9.2 No part of the net earnings of the organization shall inure to the benefit of, or be distributable to its members, trustees, officers, directors or other private persons, except that the organization shall be authorized and empowered to pay reasonable compensation for services rendered, to make payments and distributions in furtherance of the purposes set forth in the purpose clause hereof. No substantial part of the activities of the organization shall be the carrying on of propaganda, or otherwise attempting to influence legislation, and the organization shall not participate in, or intervene in (including the publishing or distribution of statements) any political campaign on behalf of any candidate for public office.
9.3 Upon the dissolution of the organization, assets shall be distributed for one or more exempt purposes within the meaning of section (c)(3) of the Internal Revenue Code, or corresponding section of any future federal tax code, or shall be distributed to the federal government, or to a state or local government, for a public purpose. Any such assets not disposed of shall be disposed of by the Chancery Court of the County in which the principal office of the organization is then located, exclusively for such purposes or to such organization or organizations, as said Court shall determine, which are organized and operated exclusively for such purposes.

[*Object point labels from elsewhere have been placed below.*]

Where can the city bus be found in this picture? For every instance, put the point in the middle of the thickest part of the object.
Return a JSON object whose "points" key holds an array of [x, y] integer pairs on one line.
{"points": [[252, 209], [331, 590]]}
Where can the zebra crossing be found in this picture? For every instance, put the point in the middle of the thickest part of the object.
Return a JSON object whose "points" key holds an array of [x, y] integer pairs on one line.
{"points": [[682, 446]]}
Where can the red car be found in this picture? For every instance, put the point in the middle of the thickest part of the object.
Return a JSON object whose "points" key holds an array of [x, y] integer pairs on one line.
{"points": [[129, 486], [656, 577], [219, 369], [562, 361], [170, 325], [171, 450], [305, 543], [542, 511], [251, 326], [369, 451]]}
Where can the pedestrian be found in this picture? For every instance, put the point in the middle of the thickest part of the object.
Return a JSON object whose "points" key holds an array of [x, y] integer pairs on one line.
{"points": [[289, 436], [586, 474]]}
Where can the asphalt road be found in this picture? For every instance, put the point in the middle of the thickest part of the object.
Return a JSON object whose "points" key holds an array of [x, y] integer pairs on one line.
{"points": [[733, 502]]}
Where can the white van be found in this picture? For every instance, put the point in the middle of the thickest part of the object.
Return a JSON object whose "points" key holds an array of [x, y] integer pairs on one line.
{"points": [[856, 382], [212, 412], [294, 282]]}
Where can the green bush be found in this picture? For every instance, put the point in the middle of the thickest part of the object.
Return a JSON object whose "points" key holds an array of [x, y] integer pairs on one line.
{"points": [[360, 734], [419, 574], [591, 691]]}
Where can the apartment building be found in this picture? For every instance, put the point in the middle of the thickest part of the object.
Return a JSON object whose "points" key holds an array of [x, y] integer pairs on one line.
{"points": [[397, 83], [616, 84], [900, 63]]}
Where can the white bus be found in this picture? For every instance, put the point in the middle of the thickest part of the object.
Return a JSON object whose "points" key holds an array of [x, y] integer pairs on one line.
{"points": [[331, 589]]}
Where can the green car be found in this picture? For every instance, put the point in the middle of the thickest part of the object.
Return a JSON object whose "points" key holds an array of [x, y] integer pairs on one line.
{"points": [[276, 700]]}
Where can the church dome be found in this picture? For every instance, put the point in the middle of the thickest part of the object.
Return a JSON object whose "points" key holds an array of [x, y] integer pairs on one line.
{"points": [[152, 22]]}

9.4 Notwithstanding any other provisions of this document, the organization shall not carry on any other activities not permitted to be carried on (a) by an organization exempt from federal tax under section 501(c) (3) of the Internal Revenue Code, or corresponding section of any future federal tax code, or (b) by an organization, contributions to which are deductible under section 170 (c) (2) of the Internal Revenue Code, or corresponding section of any future federal tax code.